Experts associate a lack of sleep with an altered hormone balance that can affect food intake and weight. If you have diabetes, you face a challenging circle. It’s common to compensate for a lack of sleep by eating an excess amount of food to try to gain energy through calories. This can cause your blood sugar levels to rise and make it harder to achieve a decent amount of sleep. Then, you may find yourself in this same sleepless situation.
A lack of sleep also increases your risk of obesity. Being obese can increase your risk of developing type 2 diabetes.
Follow these tips to get a better night’s rest:
Avoid electronic devices before turning in
Avoid using cell phones and e-readers at night because the glow can wake you up. Switch to old-fashioned books to read before you sleep to quiet your mind and lessen the strain on your eyes.
Ditch alcohol before bedtime
Even if you feel a glass of wine calms your body and makes you sleep, you likely won’t stay asleep for a full eight hours after drinking around bedtime.
If you receive text messages throughout the night, turn off your phone. Consider buying an alarm clock instead of using your cell phone’s alarm app. This may empower you to turn your phone off because you won’t need it for any reason throughout the night.
Create white noise
Although it may seem like a pleasant way to wake up, hearing the sound of birds chirping in the early morning can disrupt your sleeping patterns. The sounds of garbage collectors, street sweepers, and people leaving for early-morning jobs can also disrupt your sleep. If you’re a light sleeper, use items such as a ceiling, desk, or central air fan to help remove these distracting noises.

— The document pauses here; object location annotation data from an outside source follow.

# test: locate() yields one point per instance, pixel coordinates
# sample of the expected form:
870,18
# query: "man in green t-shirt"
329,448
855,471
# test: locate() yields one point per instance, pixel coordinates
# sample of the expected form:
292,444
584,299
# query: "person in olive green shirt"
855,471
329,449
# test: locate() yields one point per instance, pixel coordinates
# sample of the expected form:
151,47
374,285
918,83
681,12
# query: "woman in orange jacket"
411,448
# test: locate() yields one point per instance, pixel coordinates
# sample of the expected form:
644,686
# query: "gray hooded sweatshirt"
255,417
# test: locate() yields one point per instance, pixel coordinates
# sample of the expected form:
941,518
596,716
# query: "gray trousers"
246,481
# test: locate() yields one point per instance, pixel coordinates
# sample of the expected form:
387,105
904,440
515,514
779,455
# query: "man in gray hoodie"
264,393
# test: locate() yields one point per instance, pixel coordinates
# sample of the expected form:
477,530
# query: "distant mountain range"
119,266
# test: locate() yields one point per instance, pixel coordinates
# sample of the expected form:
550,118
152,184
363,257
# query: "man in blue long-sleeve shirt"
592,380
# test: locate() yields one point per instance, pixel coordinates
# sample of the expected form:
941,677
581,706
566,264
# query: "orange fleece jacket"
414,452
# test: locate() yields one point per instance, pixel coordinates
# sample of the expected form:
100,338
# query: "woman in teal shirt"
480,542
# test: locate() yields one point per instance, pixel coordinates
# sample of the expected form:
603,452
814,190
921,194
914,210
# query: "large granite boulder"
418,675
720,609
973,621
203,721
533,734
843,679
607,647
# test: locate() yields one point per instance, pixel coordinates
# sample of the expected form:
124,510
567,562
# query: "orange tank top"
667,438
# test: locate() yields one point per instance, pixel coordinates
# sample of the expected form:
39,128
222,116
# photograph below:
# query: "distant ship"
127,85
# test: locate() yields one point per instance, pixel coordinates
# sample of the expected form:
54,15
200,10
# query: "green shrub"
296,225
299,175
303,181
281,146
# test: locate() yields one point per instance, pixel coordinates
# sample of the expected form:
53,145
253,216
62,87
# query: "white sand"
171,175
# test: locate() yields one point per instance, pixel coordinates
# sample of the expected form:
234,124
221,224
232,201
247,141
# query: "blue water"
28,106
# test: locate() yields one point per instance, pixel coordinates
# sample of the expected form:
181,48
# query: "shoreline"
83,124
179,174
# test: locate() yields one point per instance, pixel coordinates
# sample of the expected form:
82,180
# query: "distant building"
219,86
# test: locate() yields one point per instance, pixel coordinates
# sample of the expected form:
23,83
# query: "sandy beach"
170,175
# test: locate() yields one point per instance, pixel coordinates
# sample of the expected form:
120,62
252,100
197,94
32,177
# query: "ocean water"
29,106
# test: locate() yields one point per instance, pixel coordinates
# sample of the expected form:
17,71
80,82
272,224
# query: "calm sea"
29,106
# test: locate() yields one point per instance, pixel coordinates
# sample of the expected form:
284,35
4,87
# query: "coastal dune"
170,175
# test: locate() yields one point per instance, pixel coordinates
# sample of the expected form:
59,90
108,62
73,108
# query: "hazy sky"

Stay regimented in your sleeping patterns
Go to bed at the same time every night, and wake up at the same time each morning, including weekends. Your body will naturally start to get tired and automatically wake itself up.
Stay away from stimulants at night
Avoid drinking caffeinated beverages, exercising, and even doing simple work around the house at night. The only type of evening workout you should consider is a slow-paced yoga session that can prepare your body for sleep. Otherwise, you’ll speed up your blood flow, and it will take a while for your body to calm down.
See your doctor if you have persistent sleep problems. If you don’t get treatment for continuously disrupted sleep, it can become difficult to conduct any daily activities.
In the short term, consider one or more lifestyle changes to improve the quality of your sleep. Even if you only make one small change, it has the potential to make a big difference. It typically takes about three weeks to start to form a habit, so it’s important to keep at it every day.